Михаэль присоединился к коллегам и осторожно поставил еще один мешок в машину отдела уголовного розыска. Машины «форд-эскорт» на стоянке не было. Михаэль на мгновение растерялся, но вспомнил, что Эли Бехер уехал в контору. Он сел в «рено» Белилати — справа от него. Рация засигналила.

— Где ты? — спросил диспетчер, услышав голос Михаэля. — Тебя ищут.

— Хорошо, ответил Охайон, уменьшив звук в приборе. Он зажег «сигарету на дорожку», снова усилил звук и сказал, что будет в диспетчерской через несколько минут.

Они подъехали к зданию полицейского управления на Русском подворье.

— Сейчас вернусь, — сказал Белилати и исчез.

Эли Бехер в диспетчерской говорил по телефону:

— Так найдите мне Арье Леви, что за разговоры? Нельзя копию получить?

— Идиоты, я тебе говорю! — обратился он к Михаэлю. — Совсем спятили, не хотят дать мне копию отчета патологоанатома. С ними напрямую невозможно работать!

— Кто не хочет давать?

— Да эти, из Эйлата. И патологоанатом из Абу Кабира тоже выкамаривается. — Эли закончил фразу сочными ругательствами.

Пятеро полицейских сидели у пульта, отвечали на телефонные звонки, но слышали каждое слово их разговора.

— Погодите, — сказал Михаэль, — прежде чем вы найдете начальника округа, дайте-ка мне еще раз Абу Кабир. Кто там дежурный патологоанатом?

Эли Бехер назвал имя.

— Я поднимусь наверх, в контору, пошли со мной, — сказал Михаэль.

Эли Бехер, как всегда, успокоился, но лишь после того, как Михаэль положил трубку и тихо сказал:

— Я говорил с Гиршем, они нам передадут отчет завтра утром. Но сейчас он перезвонит нам и сообщит главное.

Михаэль молча курил, Эли Бехер вышел, вернулся с двумя чашками кофе, и тут зазвонил телефон. Михаэль внимательно слушал собеседника, то и дело поддакивая, быстро записывал отдельные фразы. В конце разговора Михаэль поблагодарил патологоанатома Гирша, с которым работал уже восемь лет, поинтересовался, как дела у сына в армии и у дочери в университете, передал горячий привет жене и положил трубку.

— Ну? — спросил Эли. — Есть связь между двумя происшествиями? Есть что-нибудь?

— И не просто связь! — Михаэль большими глотками допил кофе.

Перед его взором снова встал морской пейзаж в доме Тироша и тело Додая, распростертое на песке.

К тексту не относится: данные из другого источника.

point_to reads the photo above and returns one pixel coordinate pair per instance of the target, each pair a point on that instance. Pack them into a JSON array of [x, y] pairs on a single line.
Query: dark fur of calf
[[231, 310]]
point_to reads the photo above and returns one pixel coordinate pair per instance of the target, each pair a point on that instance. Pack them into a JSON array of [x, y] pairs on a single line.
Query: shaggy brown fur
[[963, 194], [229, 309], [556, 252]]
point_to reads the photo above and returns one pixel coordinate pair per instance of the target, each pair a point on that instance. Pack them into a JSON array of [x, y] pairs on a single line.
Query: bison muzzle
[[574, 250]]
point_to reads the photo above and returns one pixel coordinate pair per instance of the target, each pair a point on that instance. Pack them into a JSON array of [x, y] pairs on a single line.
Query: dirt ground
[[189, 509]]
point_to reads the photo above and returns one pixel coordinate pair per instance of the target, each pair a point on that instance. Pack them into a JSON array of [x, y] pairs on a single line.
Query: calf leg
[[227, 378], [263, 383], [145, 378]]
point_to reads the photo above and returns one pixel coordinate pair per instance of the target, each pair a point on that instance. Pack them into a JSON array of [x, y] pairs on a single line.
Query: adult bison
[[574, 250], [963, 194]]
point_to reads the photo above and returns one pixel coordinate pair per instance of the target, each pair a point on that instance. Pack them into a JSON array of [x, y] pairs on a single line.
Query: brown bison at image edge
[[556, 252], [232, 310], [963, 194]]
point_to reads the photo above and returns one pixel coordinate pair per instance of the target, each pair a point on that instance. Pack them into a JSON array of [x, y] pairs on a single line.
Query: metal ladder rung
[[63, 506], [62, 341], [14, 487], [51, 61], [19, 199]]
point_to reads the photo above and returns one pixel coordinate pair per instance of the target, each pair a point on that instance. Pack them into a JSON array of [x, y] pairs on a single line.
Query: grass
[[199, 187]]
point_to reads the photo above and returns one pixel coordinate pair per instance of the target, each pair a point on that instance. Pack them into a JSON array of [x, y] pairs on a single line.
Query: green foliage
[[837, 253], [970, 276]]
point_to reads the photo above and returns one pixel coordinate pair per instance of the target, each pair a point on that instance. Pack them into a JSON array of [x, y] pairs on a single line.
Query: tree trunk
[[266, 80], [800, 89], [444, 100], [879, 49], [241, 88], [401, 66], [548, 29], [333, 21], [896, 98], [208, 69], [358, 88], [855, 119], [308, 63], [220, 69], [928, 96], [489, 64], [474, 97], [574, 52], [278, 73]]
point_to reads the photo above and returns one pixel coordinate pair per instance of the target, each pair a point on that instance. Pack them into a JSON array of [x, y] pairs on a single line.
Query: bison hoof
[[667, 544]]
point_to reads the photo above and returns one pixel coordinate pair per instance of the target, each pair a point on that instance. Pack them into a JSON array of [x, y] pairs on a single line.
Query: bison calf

— Идо Додай умер от отравления окисью углерода. Чтоб ты знал — это ядовитый газ, тот, что выходит из выхлопных труб автомобилей. Многие самоубийства в Америке происходят в закрытых гаражах, когда включают двигатель. Вот это оно и есть, — сказал Михаэль.

— Но что значит отравлен? — спросил Эли Бехер, страшно удивленный. — Сам или с чьей-то помощью?

— Этот газ организм не выделяет, если ты это имеешь и виду. Гирш объяснил, — Михаэль стал говорить медленно и терпеливо, как бы объясняя и себе тоже, — кислород связывается с красными кровяными шариками, в них есть гемоглобин, в нем — атом железа, с ним и связывается кислород, которым мы дышим. Когда в крови CO — угарный газ, гемоглобин в легких не может связывать кислород и переносить его по всему организму. Этот газ, СО, соединяется с железом даже лучше, чем кислород, и человек, который им дышит, быстро задыхается. Теряет сознание и ничего при этом не чувствует.

Михаэль остановился и глянул в зеленые помаргивающие глаза Эли, который был весь внимание.

— Вот почему лицо Додая было совершенно розовым, а все внутренние органы разорваны от погружения на глубину. «А я не знал, что он нырял на глубину тридцать метров, я в этом не понимаю», — подумал Михаэль.

— Губы покойного Идо были совершенно синими, они называют это, — Михаэль склонился над своими записями, — цианоз. Смертельную концентрацию угарного газа нашли путем анатомического анализа, — продолжал Михаэль, — теперь я понимаю, о чем говорили там, на берегу, возле машины «скорой».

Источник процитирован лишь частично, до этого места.